Initially, Dr. Shaffer worked as a pediatrician while continuing his training in various subspecialties and spending some time working in rural areas in South Africa. His interest in pediatrics turned to pediatric psychiatry training at the Maudsley Hospital in London. Always interested in research, he conducted the first epidemiologically based psychological-autopsy study of suicide in children and teenagers while still a resident.
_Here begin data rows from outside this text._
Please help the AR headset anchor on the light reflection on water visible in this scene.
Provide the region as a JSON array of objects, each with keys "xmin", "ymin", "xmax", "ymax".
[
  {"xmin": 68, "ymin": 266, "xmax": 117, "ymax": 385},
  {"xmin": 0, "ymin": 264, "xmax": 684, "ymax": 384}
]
This research was the first to demonstrate the importance of “contagion” in youth suicide and later led him to studies that demonstrated the risk of publicizing suicide in “educational” classes and television films prepared especially for suicide prevention.
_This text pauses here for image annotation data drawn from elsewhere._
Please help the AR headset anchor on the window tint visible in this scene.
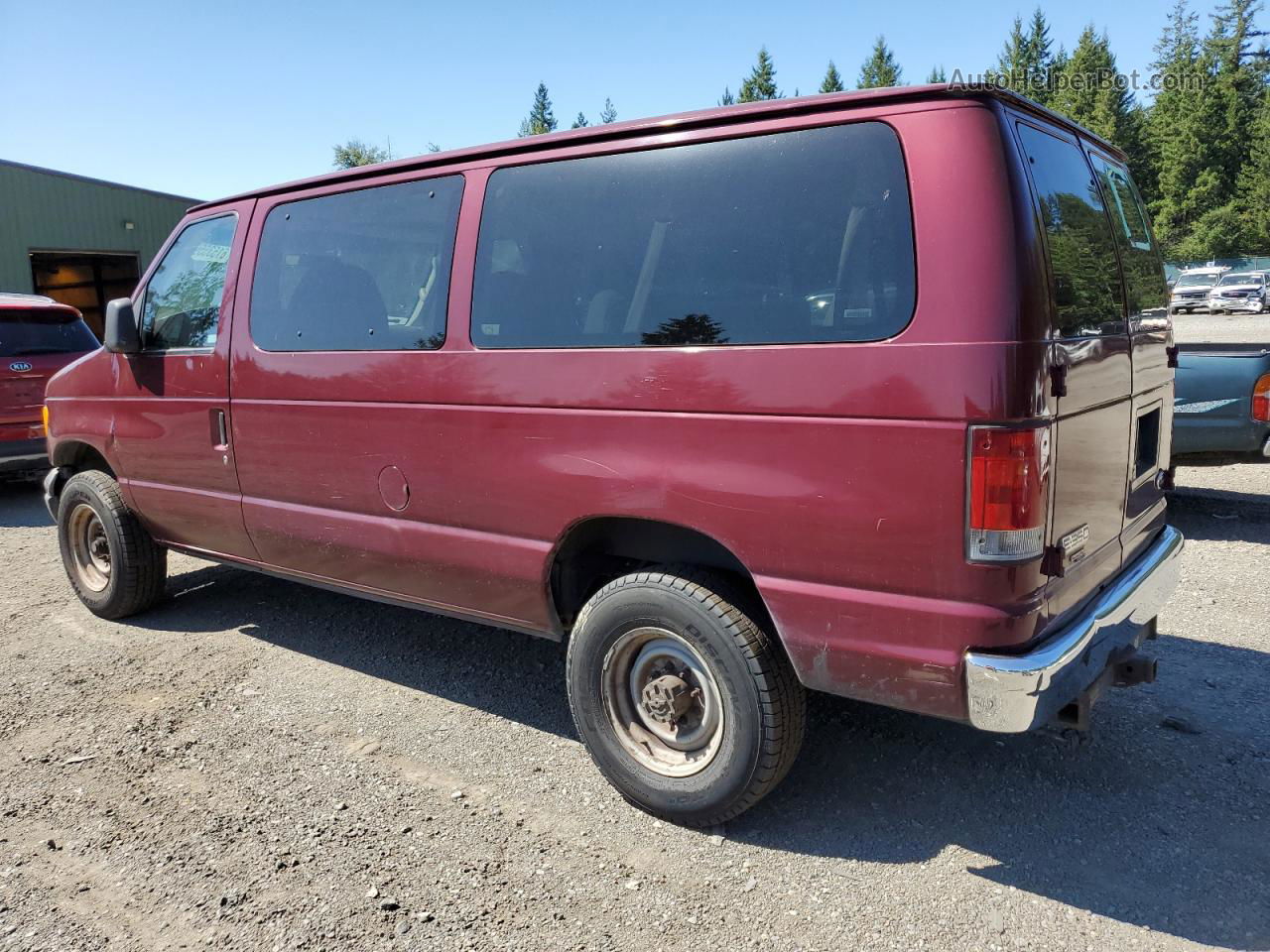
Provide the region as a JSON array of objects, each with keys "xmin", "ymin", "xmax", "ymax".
[
  {"xmin": 1019, "ymin": 124, "xmax": 1125, "ymax": 337},
  {"xmin": 141, "ymin": 214, "xmax": 237, "ymax": 350},
  {"xmin": 472, "ymin": 122, "xmax": 916, "ymax": 348},
  {"xmin": 0, "ymin": 309, "xmax": 98, "ymax": 357},
  {"xmin": 1091, "ymin": 155, "xmax": 1169, "ymax": 322},
  {"xmin": 251, "ymin": 176, "xmax": 463, "ymax": 350}
]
Dr. Shaffer moved to the United States in 1977 to take the position of chair of child psychiatry at Columbia University, which he held for 31 years, retiring in 2009. During that time, the department became the largest research-oriented child psychiatry center in the United States, training many of the psychiatrists who now lead the field. His early research interests in classification, neuropsychiatry, and youth suicide were maintained, and he participated in DSM-III and -IIIR and was co-chair for child and teen disorders in DSM-IV and DSM-5 and represented DSM child and teen disorders to the WHO and to ICD-11.
Dr. Shaffer's interest in neuropsychiatry led to a large follow-up study that showed how the combination of certain neurological signs with anxiety in early childhood was associated with the persistence of anxiety through to late adolescence and its relationship to suicidal behavior. He directed the first controlled “Teen Suicide Study” that showed the great importance of alcohol use as a predictor of suicide in older teenagers and showed that an early suicide attempt predicted later suicide in males, but not in females. The study was one of the first to document the impact of films that included heroes who committed suicide, including “educational films” made specifically for suicide prevention, confirming the potential for suicide contagion at this age and leading to his establishment of the Columbia TeenScreen Program that engaged in preventive screening throughout the U.S. His current research is focusing on the events and moods that occur during the period immediately before the moment when a teenager decides to commit suicide. A relatively new interest is that of OCD and social anxiety as conditions that can significantly interfere with the education and social development of highly intelligent and gifted young people.
Dr. Shaffer's past offices and awards include being past president of the American Foundation for Suicide Prevention and the International Academy of Suicide Research. He received the American Suicide Foundation’s Award for Research in Suicide in 1989 and the Lifetime Achievement Award in 2007. The American Academy of Child and Adolescent Psychiatry awarded him the Irving Philips Award for Prevention in 1998 and the Klingenstein Third-Generation Foundation Award for Research in Depression or Suicide in 2004. He was awarded the Ruane Prize for Psychiatric Research in Children in 2008 and the Joseph Zubin Award from the American Psychopathological Association in the same year.